Attracting shoppers is the name of the game, he said, adding that no one supermarket chain has more than 20 percent of the local grocery business.
“You go into any new store here and the whole industry is knocking itself out to give the customer the best they can,” said York.
Carrie Houser, marketing manager for the local Albertson’s stores, said customers have reacted very favorably to the modern design features in the chain’s two new stores - on 32nd in the Valley and Regal on the South Hill.
In those stores, large overhead signs decorated with Coke bottles, pretzels and chips advertise “Beverage Boulevard” and “Snack Central.” Customers in the party and card department can look down to see confetti painted on the tiles and up to see bright ribbons.
“The decorative floor tiles direct you to a department, and the large, overhead graphics show you the way so you can find it easily,” said Houser.
Gone are the days when bigger was enough, she added. Instead of warehouses, customers want to be able to quickly locate the products they want, be entertained by interesting decorative features and have the convenience of other mini-stores within the supermarket.
Tidyman’s calls its store in the Latah Valley its “Northwest Fresh Marketplace.” All of the perishable products - produce, meat and seafood - are located on one side of the store.
“Customers have said they wanted that,” said Tidyman’s spokeswoman Patty Kilcup. “It’s more colorful, and it’s a fun store to shop because it feels like a marketplace.”
Around town
Kinko’s opens its new downtown location today across from the Spokane Convention Center at 259 W. Spokane Falls Blvd.
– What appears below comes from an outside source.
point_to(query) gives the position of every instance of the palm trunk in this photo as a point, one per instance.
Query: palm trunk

To celebrate the opening, Kinko’s will provide $2,000 in document services and products to the Second Harvest Food Bank, the Vanessa Behan Crisis Nursery, Habitat for Humanity, Wishing Star Foundations, Spokanimal, Spokane Humane Society, Ogden Hall and the American Cancer Society.
The store will be open 24 hours a day, seven days a week.
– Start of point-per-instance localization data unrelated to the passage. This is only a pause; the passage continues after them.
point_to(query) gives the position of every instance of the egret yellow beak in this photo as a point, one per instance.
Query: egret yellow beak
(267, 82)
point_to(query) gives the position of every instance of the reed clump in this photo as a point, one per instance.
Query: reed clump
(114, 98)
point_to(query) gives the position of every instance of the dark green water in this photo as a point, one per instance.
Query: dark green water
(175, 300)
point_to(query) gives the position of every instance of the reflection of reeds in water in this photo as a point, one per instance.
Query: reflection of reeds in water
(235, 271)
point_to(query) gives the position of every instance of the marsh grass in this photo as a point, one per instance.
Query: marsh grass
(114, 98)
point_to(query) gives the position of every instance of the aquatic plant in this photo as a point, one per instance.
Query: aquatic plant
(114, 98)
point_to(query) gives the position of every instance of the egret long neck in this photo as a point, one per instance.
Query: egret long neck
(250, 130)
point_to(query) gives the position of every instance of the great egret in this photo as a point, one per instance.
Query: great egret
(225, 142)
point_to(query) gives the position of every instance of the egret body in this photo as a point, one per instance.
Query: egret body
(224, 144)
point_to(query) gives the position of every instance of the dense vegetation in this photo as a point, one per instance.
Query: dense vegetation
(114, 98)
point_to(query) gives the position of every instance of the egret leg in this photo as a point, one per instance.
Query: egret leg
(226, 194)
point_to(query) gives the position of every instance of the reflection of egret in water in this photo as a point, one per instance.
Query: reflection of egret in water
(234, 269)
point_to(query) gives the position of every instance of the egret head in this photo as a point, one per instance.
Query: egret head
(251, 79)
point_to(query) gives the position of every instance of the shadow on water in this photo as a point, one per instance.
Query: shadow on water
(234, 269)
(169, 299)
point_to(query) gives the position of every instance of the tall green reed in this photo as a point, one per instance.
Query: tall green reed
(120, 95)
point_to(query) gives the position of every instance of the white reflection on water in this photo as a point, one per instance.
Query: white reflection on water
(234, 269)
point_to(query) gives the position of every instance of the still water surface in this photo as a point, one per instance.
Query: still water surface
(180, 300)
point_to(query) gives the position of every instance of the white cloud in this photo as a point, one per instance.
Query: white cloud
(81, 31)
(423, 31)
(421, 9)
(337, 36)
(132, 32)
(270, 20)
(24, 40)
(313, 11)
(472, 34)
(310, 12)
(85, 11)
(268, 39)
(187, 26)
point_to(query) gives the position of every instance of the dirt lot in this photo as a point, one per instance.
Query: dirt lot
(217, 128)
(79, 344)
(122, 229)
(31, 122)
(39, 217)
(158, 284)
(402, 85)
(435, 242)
Dave Hooke, owner of four Senor Froggy restaurants in Spokane, has been named host of the year by the Washington Restaurant Association’s Education Foundation. A past president of the association, Hooke has worked on education and regulatory issues for the restaurant industry.
Bed Bath & Beyond has opened a 37,000-square-foot store at Franklin Park Mall at 5628 N. Division. The store, the chain’s first in the area, carries linens, window treatments, cookware and storage items. Bed Bath & Beyond operates about 300 stores nationwide.